Hong Kong's Hang Seng Index slid 1.62% to 25,962.73.
JD Health fell 6.62%, Alibaba Health Information Technology lost 6.61%, and China Hongqiao Group declined 5.92%.
South Korea's Kospi 100 dropped 6.59% to 9,018.37.
Hanwha Solutions fell 15.06%, KakaoPay lost 11.59%, and Samsung C&T declined 10.29%.
Australia's S&P/ASX 200 slipped 0.11% to 8,630.80.
IperionX dropped 9.08%, Mineral Resources fell 7.68%, and Liontown Resources lost 6%.
Across the Tasman Sea, New Zealand's S&P/NZX 50 declined 0.46% to 12,965.01.
Serko fell 4.61%, Synlait Milk lost 4.17%, and Fisher & Paykel Healthcare Corporation dropped 3.81%.
New Zealand's manufacturing sector lost momentum in April, with the BusinessNZ performance of manufacturing index falling to 50.5 from 52.8, only marginally above the 50 level that separates expansion from contraction.
New orders dropped to 48.2 from 55.0, slipping into contraction, while deliveries fell to 46.5 from 49.6, the weakest reading since July 2024.
Production eased to 51.7 from 53.4, finished stocks declined to 50.5 from 53.8, while employment improved to 53.4 from 51.8.
BusinessNZ director of advocacy Catherine Beard said many firms cited the impact of the Iran war on freight costs, fuel prices and delivery times for raw materials.
"The proportion of respondents highlighting negative influences on their business performance was 63.6%," she said, up from 62.0% in March.
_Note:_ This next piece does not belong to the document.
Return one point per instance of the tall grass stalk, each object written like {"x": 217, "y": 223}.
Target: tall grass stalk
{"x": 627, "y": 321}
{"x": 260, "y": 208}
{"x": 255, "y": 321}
BNZ head of research Stephen Toplis warned that the slowdown may be becoming more serious.
"We feared it was only a matter of time before the wheels started to fall off and, alas, the April survey indicates that time may now have arrived," he said.
Dollar slips against yen, gains on Australasian currencies
In currencies, the dollar slipped 0.01% against the yen to JPY 158.35, but rose 0.79% on the Aussie to AUD 1.3957 and gained 0.91% against the Kiwi to change hands at NZD 1.7070.
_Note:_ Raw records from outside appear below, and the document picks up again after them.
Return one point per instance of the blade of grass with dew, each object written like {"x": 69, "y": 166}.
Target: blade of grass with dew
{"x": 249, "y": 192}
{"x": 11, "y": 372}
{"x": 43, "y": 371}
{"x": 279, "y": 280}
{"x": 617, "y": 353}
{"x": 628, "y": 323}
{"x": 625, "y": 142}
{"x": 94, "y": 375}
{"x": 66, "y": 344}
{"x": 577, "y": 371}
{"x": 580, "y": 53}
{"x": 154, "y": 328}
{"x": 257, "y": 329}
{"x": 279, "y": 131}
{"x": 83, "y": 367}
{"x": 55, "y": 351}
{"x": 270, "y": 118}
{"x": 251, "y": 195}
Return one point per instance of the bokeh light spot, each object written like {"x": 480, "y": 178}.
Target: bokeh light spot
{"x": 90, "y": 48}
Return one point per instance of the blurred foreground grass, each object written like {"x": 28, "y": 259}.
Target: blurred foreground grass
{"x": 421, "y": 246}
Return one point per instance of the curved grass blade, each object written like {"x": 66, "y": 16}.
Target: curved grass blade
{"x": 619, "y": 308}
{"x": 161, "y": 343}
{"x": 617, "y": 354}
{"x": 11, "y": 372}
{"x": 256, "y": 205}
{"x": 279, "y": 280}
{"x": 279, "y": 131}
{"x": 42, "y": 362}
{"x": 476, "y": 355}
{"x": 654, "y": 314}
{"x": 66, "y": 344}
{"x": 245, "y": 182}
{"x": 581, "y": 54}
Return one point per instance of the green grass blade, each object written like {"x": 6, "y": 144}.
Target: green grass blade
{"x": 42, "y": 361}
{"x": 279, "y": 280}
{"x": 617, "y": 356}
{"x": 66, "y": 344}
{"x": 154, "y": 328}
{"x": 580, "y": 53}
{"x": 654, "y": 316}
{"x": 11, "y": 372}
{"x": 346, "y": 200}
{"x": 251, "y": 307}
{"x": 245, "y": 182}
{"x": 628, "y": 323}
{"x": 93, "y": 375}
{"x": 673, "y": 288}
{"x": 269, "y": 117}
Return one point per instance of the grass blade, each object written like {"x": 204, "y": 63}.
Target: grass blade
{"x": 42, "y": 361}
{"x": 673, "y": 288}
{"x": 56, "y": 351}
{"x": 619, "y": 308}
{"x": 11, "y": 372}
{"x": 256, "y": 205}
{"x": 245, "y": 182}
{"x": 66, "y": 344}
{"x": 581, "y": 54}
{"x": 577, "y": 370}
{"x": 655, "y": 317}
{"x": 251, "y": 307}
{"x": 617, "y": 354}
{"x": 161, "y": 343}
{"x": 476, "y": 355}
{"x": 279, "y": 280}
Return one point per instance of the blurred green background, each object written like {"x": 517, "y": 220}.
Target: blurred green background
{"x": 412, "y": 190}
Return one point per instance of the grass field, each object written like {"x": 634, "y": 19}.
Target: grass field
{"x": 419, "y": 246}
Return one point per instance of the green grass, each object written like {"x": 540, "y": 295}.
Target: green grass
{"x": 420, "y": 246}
"The dollar is firmer for a fifth straight session, still benefiting from its haven status since the Middle East escalation began, while bonds are under pressure across the curve," Munnelly said.
"The US two-year yield is up three basis points to 4.05% and the 10-year has pushed through 4.50% to its highest level since May last year, on Kevin Warsh's first day as Fed Chair.
"AI can still support equity leadership, but oil, yields and UK politics are now doing more damage at the margin," he added.